Through besthike recommendations, people have bought hundreds of Lonely Planet guidebooks. They reinvented the genre, in my opinion. Never buy any other company without first comparing against LP.
Sadly, for the past 6-7 years I’ve started to notice problems.
LP author Thomas Kohnstamm has a new book coming out this week:
A Swashbuckling Tale of High Adventures, Questionable Ethics, and Professional Hedonism
THE Lonely Planet guidebook empire is reeling from claims by one of its authors that he plagiarised and made up large sections of his books and dealt drugs to make up for poor pay.
Thomas Kohnstamm also claims in a book that he accepted free travel, in contravention of the Melbourne-based company’s policy.
His revelations have rocked the travel publisher, which sells more than six million guides a year – guides that generations of tourists have come to rely on.
Mr Kohnstamm, whose book is titled Do Travel Writers Go To Hell? said yesterday that he had worked on more than a dozen books for Lonely Planet, including their titles on Brazil, Colombia, the Caribbean, South America, Venezuela and Chile.
In one case, he said he had not even visited the country he wrote about.
“They didn’t pay me enough to go Colombia,” he said.

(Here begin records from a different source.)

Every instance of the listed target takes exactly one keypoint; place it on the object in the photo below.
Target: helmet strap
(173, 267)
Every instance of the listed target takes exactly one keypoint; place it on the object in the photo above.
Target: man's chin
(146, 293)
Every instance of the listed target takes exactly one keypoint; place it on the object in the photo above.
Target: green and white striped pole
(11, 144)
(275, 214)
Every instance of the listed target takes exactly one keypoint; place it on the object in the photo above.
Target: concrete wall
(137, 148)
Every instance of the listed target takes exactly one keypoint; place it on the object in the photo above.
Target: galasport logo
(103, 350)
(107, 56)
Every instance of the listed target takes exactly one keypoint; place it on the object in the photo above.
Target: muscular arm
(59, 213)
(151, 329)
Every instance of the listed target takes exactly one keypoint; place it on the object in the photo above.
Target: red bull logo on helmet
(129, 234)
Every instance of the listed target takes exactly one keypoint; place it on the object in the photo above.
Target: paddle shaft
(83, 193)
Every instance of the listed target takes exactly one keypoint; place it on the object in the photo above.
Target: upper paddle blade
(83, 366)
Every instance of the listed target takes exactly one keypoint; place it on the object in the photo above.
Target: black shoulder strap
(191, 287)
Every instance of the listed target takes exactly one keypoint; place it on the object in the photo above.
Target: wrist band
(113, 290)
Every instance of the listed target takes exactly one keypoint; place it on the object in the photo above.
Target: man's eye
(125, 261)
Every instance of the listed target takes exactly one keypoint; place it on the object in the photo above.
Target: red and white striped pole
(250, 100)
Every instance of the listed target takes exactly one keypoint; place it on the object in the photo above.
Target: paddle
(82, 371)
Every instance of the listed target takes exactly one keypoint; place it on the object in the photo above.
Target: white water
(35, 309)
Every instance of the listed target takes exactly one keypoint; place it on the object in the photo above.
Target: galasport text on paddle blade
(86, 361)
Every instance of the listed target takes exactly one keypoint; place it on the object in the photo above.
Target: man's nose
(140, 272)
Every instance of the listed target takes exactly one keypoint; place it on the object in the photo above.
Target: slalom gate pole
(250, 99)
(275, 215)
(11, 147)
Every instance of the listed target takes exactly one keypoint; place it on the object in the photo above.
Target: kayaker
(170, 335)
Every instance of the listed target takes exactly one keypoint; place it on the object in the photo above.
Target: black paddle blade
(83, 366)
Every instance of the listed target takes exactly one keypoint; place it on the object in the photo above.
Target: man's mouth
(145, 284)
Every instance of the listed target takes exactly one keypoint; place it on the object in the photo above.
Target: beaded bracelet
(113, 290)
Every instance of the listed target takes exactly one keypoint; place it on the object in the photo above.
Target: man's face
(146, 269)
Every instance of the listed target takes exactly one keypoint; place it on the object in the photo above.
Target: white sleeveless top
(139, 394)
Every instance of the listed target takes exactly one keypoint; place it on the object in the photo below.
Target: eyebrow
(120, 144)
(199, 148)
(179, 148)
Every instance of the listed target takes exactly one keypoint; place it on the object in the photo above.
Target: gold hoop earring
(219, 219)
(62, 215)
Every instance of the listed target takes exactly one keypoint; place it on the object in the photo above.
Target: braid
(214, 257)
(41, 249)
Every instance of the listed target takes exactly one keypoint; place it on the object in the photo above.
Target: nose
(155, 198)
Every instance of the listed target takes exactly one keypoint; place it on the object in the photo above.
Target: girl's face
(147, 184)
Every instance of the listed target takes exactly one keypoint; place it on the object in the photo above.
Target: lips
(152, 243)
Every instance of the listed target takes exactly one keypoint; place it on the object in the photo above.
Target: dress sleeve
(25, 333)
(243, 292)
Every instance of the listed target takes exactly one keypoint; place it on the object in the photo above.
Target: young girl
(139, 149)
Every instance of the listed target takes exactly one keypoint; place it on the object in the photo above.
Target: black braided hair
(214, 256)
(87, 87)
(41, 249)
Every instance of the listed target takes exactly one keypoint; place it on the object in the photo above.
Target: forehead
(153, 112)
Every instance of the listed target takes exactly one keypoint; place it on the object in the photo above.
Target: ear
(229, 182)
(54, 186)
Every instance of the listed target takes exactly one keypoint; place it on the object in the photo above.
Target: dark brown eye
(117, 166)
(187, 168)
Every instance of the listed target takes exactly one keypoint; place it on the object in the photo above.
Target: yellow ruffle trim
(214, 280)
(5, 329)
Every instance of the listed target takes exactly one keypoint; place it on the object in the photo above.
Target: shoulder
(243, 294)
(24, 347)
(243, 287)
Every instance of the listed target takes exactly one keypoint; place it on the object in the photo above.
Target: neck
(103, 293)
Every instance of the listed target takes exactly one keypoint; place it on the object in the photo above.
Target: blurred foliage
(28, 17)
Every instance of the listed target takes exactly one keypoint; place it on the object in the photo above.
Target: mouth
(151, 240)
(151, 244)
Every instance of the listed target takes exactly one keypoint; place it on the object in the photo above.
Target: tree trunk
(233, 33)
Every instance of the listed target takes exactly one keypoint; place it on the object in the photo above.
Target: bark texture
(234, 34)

“I wrote the book in San Francisco. I got the information from a chick I was dating – an intern in the Colombian consulate. …
More alarming for hikers is that LP does not seem to be updating any their excellent walking guides as frequently as in the past.
BBC recently purchased controlling interest in Lonely Planet. BBC has their own problems, however. I’m not sure LP can recover.